Ágúst Gylfason

Personal information
- Full name: Ágúst Þór Gylfason
- Date of birth: 1 August 1971 (age 55)
- Place of birth: Iceland
- Height: 1.80 m (5 ft 11 in)
- Position: Midfielder

Senior career*
- Years: Team / Apps / (Gls)
- 1990–1994: Valur / 71 / (7)
- 1995–1998: SK Brann / 77 / (4)
- 1999–2003: Fram Reykjavik / 63 / (21)
- 2004–2007: KR Reykjavik / 41 / (4)
- 2008–2009: Fjölnir / 20 / (1)

International career
- 1991–1993: Iceland U21 / 13 / (0)
- 1993–1996: Iceland / 6 / (0)

Managerial career
- 2010–2011: Björninn
- 2012–2017: Fjölnir
- 2018–2019: Breiðablik
- 2020–2021: Grótta
- 2022–2023: Stjarnan
- 2025: Leiknir Reykjavík

= Ágúst Gylfason =

Icelandic footballer and manager

Ágúst Þór Gylfason (born 1 August 1971) is an Icelandic football manager and a former player. He was manager of Breiðablik until 2019, when he became manager of Grótta's men's football team.

==Club career==
Ágúst started his career at Valur before moving to SK Brann in Norway. He returned to Iceland after three years to play for Fram.

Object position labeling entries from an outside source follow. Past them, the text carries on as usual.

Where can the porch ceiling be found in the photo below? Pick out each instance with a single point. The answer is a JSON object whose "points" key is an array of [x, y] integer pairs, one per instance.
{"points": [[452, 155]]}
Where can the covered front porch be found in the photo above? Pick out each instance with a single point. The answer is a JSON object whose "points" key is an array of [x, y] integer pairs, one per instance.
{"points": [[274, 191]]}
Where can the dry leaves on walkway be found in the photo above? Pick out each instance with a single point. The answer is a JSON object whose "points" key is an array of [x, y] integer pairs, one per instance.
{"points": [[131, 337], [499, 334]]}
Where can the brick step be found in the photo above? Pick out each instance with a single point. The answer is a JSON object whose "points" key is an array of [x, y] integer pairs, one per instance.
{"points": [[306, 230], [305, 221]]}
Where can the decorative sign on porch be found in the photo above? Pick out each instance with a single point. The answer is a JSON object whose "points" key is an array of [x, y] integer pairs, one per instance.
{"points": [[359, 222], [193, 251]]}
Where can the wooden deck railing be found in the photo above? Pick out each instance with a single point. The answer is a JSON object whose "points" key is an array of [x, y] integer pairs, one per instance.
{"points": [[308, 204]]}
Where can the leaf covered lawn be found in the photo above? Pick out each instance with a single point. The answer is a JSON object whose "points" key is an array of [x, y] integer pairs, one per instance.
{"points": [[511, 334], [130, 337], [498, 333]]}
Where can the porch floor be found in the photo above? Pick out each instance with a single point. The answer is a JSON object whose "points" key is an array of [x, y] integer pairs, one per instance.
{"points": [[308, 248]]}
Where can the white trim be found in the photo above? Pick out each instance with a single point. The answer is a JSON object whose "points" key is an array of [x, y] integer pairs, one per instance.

While playing for Valur, he worked as a carpenter and studied business administration. He was also married and had a son in early 1994. Ágúst came on trial in November 1994 together with Geoff Aunger. Brann's Anders Giske travelled to Iceland to negotiate a transfer with Valur. The deal included stipulation of a free transfer to an Icelandic club if Ágúst could not adapt to Norway. The personal contract was ready and signed on 4 January 1995.

After Ágúst's time in Brann had run its course, he had a trial with Tranmere Rovers in 1998. Reportedly, he also visited Brentford, where owner Ron Noades came to personally pick him up at the airport.

==International career==
Ágúst made his debut for Iceland in an April 1993 friendly match against the United States, coming on as a late substitute for Arnar Grétarsson. He earned his sixth and last cap facing Ireland in a November 1996 qualifier for the 1998 World Cup.